By Heather Lowe
This is the second of many excerpts from Heather Lowe’s novella titled Catharine.It explores her love affair with downtown St. Catharines through a series of shamelessly exaggerated vignettes.
In spite of the fear, regret and despair billowing from the city sewers, something promising was bubbling just below the surface. In dark corners of city centres and lurking in the shadows of dingy bars a very small yet significant revolution was building. Perhaps it was collective conscience, perhaps there was something in our water, or perhaps we all simply became elated with living in another so called factory town.

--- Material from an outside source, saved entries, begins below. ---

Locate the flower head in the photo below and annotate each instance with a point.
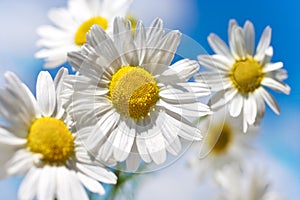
(141, 105)
(71, 25)
(240, 76)
(39, 141)
(223, 143)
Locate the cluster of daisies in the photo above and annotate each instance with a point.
(129, 104)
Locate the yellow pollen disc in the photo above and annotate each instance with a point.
(133, 92)
(52, 139)
(84, 28)
(246, 75)
(220, 138)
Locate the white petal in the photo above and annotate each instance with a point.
(269, 100)
(184, 128)
(107, 122)
(75, 187)
(133, 160)
(63, 189)
(263, 44)
(123, 142)
(249, 35)
(230, 94)
(238, 44)
(245, 124)
(7, 137)
(156, 146)
(268, 67)
(29, 185)
(98, 173)
(236, 106)
(141, 146)
(250, 108)
(45, 93)
(172, 141)
(276, 85)
(185, 68)
(20, 163)
(47, 183)
(214, 62)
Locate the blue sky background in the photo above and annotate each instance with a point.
(279, 137)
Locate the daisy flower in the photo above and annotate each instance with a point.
(142, 106)
(252, 184)
(71, 25)
(38, 141)
(240, 76)
(223, 143)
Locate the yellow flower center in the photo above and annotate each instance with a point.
(246, 75)
(52, 139)
(220, 138)
(133, 92)
(84, 28)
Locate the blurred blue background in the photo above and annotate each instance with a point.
(279, 137)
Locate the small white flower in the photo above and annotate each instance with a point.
(140, 104)
(71, 25)
(250, 184)
(223, 143)
(38, 142)
(240, 75)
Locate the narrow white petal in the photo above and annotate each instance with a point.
(156, 146)
(47, 183)
(133, 160)
(185, 68)
(263, 43)
(215, 62)
(250, 110)
(249, 35)
(98, 173)
(236, 106)
(269, 100)
(29, 185)
(272, 67)
(141, 146)
(124, 139)
(102, 128)
(45, 93)
(75, 187)
(9, 138)
(276, 85)
(20, 163)
(230, 94)
(63, 189)
(245, 124)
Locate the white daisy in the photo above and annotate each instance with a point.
(140, 104)
(223, 143)
(240, 75)
(71, 25)
(251, 184)
(38, 142)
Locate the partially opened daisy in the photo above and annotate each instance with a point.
(142, 106)
(240, 75)
(38, 141)
(71, 25)
(223, 143)
(249, 184)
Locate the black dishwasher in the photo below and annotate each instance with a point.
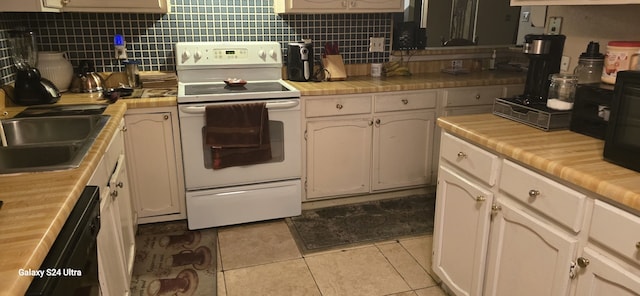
(71, 266)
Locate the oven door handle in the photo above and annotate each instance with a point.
(200, 109)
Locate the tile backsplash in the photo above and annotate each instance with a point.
(151, 37)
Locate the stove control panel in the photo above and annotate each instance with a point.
(204, 54)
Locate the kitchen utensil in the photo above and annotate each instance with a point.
(55, 66)
(86, 79)
(562, 91)
(30, 87)
(618, 58)
(589, 68)
(235, 82)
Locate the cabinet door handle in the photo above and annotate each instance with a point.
(583, 262)
(533, 193)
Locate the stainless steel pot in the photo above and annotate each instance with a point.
(86, 79)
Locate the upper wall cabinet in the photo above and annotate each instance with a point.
(137, 6)
(337, 6)
(571, 2)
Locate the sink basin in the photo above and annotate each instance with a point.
(49, 130)
(48, 143)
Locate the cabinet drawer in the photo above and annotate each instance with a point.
(405, 101)
(617, 230)
(470, 158)
(340, 105)
(560, 203)
(472, 96)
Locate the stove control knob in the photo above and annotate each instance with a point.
(185, 56)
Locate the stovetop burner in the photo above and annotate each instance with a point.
(221, 88)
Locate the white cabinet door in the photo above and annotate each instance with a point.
(338, 157)
(119, 186)
(461, 232)
(160, 6)
(402, 149)
(604, 277)
(111, 267)
(527, 257)
(154, 164)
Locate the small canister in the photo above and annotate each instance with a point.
(562, 91)
(618, 58)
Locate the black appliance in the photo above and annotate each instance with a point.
(300, 61)
(591, 109)
(622, 141)
(71, 266)
(30, 87)
(545, 55)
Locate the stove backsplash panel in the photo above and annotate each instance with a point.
(150, 37)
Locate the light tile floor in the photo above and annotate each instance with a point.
(262, 259)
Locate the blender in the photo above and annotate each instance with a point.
(30, 88)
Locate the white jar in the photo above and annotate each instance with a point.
(54, 66)
(618, 58)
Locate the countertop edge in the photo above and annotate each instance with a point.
(613, 190)
(10, 279)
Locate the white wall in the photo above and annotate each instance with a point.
(602, 23)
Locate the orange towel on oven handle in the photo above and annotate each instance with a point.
(238, 134)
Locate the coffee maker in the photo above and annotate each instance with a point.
(30, 88)
(300, 61)
(545, 56)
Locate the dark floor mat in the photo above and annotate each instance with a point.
(347, 225)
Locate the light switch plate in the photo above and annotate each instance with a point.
(376, 44)
(554, 25)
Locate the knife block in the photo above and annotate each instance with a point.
(334, 65)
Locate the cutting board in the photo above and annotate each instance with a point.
(335, 66)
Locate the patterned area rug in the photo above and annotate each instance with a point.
(343, 226)
(172, 260)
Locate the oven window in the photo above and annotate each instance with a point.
(628, 122)
(276, 133)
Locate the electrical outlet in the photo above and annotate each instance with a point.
(376, 44)
(554, 25)
(564, 63)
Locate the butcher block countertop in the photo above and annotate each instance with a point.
(36, 205)
(368, 84)
(569, 156)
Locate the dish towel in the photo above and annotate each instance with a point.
(237, 134)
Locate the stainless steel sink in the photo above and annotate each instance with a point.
(48, 143)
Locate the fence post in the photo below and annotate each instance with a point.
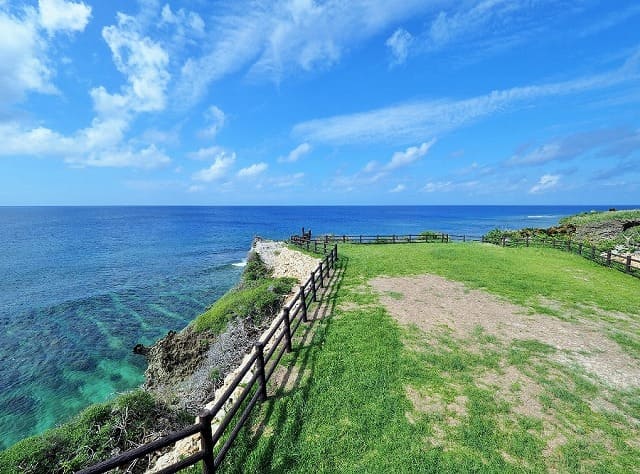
(313, 286)
(303, 303)
(206, 442)
(261, 376)
(287, 328)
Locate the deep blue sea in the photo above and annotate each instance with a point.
(80, 286)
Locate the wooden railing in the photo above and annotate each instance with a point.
(265, 356)
(626, 263)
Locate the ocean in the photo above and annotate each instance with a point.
(80, 286)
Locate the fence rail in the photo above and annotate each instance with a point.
(265, 356)
(626, 263)
(318, 243)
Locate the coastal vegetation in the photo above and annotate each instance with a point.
(95, 434)
(368, 394)
(134, 418)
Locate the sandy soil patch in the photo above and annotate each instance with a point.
(430, 301)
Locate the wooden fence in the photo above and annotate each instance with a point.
(265, 356)
(318, 243)
(626, 263)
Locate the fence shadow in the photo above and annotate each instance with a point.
(292, 378)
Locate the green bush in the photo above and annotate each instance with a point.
(257, 301)
(255, 269)
(93, 435)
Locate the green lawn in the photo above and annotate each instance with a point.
(366, 395)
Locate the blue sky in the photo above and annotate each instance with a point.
(319, 102)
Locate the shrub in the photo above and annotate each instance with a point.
(255, 269)
(258, 302)
(91, 436)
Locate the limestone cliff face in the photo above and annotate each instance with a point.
(176, 356)
(185, 368)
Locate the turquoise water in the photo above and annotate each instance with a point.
(81, 286)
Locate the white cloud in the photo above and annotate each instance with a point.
(546, 182)
(149, 157)
(271, 39)
(413, 120)
(99, 145)
(295, 154)
(607, 143)
(253, 170)
(398, 43)
(215, 118)
(144, 63)
(410, 155)
(370, 167)
(218, 170)
(23, 62)
(59, 15)
(185, 21)
(206, 153)
(438, 186)
(286, 181)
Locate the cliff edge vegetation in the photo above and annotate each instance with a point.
(459, 358)
(184, 369)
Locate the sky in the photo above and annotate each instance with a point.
(299, 102)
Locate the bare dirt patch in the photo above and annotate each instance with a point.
(430, 301)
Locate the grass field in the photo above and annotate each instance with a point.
(367, 394)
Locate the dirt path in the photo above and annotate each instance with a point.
(430, 301)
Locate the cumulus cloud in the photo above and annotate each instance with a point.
(286, 181)
(399, 43)
(59, 15)
(143, 62)
(253, 170)
(218, 170)
(215, 118)
(206, 153)
(545, 183)
(295, 154)
(410, 155)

Whatever the reason, artists of all sorts seemed to be growing out of the very soil. Theatre troupes came together like the nervous loins of teenaged boys and girls. Singers, songwriters and self-proclaimed folk heroes banded together like the West Side Story Jets. Visual artists were spewing modest masterpieces under the glass in trendy cafes, on stone walls of city banks and in forgotten alleyways. Tortured poets haunted local cafes and drank coffee after coffee until the server’s stomach ached out of sympathy. An exclusive school of filmmakers paraded the streets as if a red carpet had been laid out. And, of course, writers of all sorts sat hunched over their Macs, smoking cigarettes and other inspiring substances simply searching for their words.
These revolutionaries were an eclectic group; planners, professors, actors, designers, bartenders, local business owners, students, musicians, politicians, drinkers, nerds, freaks, squares, you get it. They drew portraits, painted abstract canvases, wrote anthems and all forms of literature. It wasn’t necessarily an organized movement, there were no soap boxes or secret meetings. It was a collective without ever being consciously decided as such.
An hour and a half from our blooming city laid a metropolis, A Little Apple, if you will. An emerald city of outrageous expense, supposed killer smog, walks of fame and buzzing lights. The metropolis had a certain appeal to be sure; a place that didn’t seem to sleep and gorged itself with trendy vintage shops, pop up restaurants and terrifying traffic. Many left our small, modest city to pursue dreams in The Little Apple but those who didn’t could never exactly pin point why. Some sort of airborne virus spread through the city and we could not help but feel that something impressive was about to happen. A sleeping giant in hibernation just threatening to erupt. We knew it was coming and so we waited. And we waited. And while we waited, we drank.